First off, an increase in imports of any kind for New Brunswick, and the region more broadly, is that we already have what seems to be unsustainable levels of imports. After 2008, imports to New Brunswick increased in value while the value of exports stagnated. Over the 20 years prior to 2008, the province’s trade deficit, i.e. imports less exports, was an average or six per cent of GDP. Since 2008, the excess of imports over exports has been 16 per cent of GDP.

To pay for imports, we need to export, or attract investment, or increase federal transfers, or we need to borrow. Higher gas imports, without an expansion in exports from the province, or an increase in investment, is a problem for the economy since both transfers and borrowing cannot increase indefinitely.

We can develop policies to reduce our consumption of imported goods and services by encouraging the development of local natural gas resources, and more generally seeking to switch our buying habits to local purchases over imports. But, aside from provincial sources of natural gas, import substitution with domestic production will raise prices for businesses and households and reduce consumption. This won’t be an easy sell as New Brunswickers since 1981 have never reduced aggregate consumption.

The economic prosperity of the province can only be assured with higher exports and investment. 

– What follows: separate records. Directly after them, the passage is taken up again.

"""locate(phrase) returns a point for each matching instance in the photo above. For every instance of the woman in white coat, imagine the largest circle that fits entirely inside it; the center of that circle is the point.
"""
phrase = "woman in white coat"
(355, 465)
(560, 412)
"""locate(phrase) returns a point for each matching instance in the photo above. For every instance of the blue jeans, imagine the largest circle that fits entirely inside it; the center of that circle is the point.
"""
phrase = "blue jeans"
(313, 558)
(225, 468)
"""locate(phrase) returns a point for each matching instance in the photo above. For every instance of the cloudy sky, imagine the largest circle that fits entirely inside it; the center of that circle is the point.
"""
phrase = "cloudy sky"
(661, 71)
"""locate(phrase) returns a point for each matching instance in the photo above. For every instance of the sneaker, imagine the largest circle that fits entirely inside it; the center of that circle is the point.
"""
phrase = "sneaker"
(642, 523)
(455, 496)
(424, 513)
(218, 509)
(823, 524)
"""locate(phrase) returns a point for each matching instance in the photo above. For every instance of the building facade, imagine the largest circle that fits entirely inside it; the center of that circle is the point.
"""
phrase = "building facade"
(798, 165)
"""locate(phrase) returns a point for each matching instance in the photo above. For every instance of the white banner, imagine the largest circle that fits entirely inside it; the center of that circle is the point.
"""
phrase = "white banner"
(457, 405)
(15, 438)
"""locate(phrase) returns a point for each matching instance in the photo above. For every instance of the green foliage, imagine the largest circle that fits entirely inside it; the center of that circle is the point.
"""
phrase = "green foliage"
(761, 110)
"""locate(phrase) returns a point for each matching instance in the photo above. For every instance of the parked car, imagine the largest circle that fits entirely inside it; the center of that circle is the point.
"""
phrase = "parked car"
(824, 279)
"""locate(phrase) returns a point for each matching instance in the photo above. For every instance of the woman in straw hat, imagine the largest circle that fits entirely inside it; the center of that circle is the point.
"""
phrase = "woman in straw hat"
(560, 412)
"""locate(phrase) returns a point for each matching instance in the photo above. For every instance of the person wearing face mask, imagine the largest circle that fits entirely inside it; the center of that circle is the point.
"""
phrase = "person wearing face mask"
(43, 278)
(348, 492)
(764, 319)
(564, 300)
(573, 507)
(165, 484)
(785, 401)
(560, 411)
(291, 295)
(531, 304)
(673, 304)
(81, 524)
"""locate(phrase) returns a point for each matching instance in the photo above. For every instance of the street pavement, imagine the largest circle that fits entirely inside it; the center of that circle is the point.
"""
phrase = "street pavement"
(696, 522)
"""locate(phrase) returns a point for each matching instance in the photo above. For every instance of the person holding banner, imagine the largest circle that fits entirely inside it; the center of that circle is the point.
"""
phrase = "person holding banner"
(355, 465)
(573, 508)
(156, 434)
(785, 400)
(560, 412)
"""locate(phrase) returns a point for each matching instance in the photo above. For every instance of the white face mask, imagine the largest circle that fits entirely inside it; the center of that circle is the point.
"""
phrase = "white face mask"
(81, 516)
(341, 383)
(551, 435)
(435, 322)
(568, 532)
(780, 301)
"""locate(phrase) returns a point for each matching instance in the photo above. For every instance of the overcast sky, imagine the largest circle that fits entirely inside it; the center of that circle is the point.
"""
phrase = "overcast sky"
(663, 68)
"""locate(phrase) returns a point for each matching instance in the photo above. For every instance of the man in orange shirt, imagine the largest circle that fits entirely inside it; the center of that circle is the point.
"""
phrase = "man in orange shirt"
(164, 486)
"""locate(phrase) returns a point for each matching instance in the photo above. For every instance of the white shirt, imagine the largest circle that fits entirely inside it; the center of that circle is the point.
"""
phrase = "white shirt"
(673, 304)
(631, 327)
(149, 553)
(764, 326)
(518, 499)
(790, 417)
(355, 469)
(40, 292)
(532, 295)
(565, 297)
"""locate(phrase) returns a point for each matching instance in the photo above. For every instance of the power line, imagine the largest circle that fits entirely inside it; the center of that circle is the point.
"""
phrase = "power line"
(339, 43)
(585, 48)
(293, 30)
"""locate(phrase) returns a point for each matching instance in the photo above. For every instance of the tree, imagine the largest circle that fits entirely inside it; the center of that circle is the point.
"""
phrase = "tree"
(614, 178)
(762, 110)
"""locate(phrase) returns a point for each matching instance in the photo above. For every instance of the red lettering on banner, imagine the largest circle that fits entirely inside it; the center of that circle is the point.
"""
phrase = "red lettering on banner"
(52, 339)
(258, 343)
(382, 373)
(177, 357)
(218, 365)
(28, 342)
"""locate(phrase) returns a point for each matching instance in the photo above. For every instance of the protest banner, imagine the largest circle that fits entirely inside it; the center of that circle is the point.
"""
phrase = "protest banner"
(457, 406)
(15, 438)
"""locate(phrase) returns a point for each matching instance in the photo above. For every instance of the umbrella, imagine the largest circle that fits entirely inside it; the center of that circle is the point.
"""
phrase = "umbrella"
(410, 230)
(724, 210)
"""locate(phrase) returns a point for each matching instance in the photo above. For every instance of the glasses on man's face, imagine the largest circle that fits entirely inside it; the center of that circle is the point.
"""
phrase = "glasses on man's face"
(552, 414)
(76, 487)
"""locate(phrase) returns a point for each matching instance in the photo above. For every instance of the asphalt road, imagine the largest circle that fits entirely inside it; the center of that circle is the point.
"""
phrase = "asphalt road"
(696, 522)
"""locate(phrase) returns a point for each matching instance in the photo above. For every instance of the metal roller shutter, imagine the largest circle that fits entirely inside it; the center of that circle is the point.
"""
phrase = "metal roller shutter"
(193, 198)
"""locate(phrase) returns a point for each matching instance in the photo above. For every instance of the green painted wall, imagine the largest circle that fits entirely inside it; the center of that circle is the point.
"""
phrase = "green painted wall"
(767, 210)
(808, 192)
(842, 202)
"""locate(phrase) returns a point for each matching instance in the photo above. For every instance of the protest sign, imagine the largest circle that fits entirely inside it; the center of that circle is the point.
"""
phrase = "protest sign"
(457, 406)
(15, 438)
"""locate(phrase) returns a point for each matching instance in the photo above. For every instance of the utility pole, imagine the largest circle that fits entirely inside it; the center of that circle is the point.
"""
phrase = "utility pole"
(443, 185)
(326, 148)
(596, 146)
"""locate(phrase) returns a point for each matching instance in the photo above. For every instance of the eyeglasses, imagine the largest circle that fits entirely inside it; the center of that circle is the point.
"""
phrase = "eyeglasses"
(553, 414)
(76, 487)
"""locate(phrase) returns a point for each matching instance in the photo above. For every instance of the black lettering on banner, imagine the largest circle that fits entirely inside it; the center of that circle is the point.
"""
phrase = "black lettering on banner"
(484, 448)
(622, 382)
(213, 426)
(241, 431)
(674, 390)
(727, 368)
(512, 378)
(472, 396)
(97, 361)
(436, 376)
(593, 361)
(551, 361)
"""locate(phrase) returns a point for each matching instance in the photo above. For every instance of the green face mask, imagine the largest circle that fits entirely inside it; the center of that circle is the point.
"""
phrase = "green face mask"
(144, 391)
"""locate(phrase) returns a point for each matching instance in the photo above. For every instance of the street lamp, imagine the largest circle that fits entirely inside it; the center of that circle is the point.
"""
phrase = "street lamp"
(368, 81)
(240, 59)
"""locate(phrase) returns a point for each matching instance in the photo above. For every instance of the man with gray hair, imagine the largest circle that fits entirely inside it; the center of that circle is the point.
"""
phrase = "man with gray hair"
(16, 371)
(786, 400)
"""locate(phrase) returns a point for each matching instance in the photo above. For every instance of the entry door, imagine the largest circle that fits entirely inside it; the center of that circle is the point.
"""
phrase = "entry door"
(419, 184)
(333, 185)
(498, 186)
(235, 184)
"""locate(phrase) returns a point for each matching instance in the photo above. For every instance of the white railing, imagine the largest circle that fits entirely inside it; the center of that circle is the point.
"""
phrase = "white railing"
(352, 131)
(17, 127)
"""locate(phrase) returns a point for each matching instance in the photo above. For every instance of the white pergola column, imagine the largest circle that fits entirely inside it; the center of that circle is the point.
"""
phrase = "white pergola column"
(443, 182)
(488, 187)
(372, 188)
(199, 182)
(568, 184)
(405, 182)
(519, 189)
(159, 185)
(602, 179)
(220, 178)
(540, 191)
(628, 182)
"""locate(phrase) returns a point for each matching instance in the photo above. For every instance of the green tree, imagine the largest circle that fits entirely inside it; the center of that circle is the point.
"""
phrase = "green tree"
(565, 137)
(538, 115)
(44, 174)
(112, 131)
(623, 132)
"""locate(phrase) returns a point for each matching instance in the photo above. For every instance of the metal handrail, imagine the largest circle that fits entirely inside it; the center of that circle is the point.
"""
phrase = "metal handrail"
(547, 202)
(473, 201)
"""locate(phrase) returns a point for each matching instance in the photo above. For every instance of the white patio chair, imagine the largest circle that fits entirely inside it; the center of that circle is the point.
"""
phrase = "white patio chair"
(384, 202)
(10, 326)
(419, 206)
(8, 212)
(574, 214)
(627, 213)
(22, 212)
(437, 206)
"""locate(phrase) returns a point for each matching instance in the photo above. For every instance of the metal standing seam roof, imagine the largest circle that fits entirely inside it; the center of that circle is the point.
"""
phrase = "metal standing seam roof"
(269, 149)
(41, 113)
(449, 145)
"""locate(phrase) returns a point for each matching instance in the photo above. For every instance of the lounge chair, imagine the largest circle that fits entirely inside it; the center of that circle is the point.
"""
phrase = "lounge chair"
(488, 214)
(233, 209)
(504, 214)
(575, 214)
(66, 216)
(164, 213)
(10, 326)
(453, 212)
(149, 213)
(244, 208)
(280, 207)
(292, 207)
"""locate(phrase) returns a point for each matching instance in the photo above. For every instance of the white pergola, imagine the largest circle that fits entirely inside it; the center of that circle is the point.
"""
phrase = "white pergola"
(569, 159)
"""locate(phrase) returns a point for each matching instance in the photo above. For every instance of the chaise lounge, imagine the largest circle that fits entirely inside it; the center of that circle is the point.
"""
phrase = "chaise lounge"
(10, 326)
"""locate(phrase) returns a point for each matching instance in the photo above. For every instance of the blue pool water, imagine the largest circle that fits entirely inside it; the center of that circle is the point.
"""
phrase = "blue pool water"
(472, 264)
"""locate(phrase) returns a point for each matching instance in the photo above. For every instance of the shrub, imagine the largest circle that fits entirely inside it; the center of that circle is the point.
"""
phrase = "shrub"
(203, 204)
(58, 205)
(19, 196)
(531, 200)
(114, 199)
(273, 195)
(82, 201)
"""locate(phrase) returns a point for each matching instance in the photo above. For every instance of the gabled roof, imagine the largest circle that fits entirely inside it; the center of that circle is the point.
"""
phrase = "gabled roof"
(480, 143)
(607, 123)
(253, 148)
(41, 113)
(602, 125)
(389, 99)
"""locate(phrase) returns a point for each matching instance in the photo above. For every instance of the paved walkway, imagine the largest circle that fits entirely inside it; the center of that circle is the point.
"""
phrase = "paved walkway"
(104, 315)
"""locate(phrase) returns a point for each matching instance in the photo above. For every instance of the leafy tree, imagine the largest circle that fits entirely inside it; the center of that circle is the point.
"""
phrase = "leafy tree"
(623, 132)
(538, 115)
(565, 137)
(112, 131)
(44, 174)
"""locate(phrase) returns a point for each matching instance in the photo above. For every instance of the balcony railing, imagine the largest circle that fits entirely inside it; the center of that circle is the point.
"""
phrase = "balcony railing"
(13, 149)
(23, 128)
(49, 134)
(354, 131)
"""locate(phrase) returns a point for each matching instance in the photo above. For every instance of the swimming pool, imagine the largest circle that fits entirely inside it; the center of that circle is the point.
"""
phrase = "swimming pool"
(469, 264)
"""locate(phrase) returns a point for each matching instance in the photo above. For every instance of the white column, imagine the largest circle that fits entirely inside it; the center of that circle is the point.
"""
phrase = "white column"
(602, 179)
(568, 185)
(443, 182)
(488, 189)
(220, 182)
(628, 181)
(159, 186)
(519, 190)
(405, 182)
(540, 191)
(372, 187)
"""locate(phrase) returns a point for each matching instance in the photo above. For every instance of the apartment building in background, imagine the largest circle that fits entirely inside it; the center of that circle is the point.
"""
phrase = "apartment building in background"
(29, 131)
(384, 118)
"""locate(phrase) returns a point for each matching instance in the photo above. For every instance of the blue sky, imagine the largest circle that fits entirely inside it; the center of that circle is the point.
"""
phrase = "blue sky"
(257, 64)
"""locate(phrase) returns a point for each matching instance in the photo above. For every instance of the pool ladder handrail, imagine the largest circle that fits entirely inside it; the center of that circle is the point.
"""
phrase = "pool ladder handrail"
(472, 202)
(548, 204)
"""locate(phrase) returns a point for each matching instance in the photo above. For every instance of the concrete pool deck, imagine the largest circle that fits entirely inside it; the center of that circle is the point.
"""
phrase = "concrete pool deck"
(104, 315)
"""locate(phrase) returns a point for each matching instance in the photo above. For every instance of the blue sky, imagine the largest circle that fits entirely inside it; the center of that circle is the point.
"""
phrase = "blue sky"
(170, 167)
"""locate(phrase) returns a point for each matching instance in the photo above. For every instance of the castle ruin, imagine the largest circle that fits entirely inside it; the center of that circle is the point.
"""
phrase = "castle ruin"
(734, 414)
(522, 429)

We need to leverage the improvements in business conditions that natural gas imports from western Canada will offer by looking for further policy and regulatory changes to increase the competitiveness of exporters in our province.

The traditional strengths of New Brunswick in manufacturing, transportation and trade are still working for us. We just need to let them do more. 

Herb Emery is a Brunswick News columnist and the Vaughan Chair in Regional Economics at the University of New Brunswick.

This article first appeared in Brunswick News publications – Feb. 27, 2019

The JDI Roundtable on Manufacturing Competitiveness in New Brunswick is an independent research program made possible through the generosity of J.D. Irving, Ltd. The funding supports arms-length research conducted at UNB.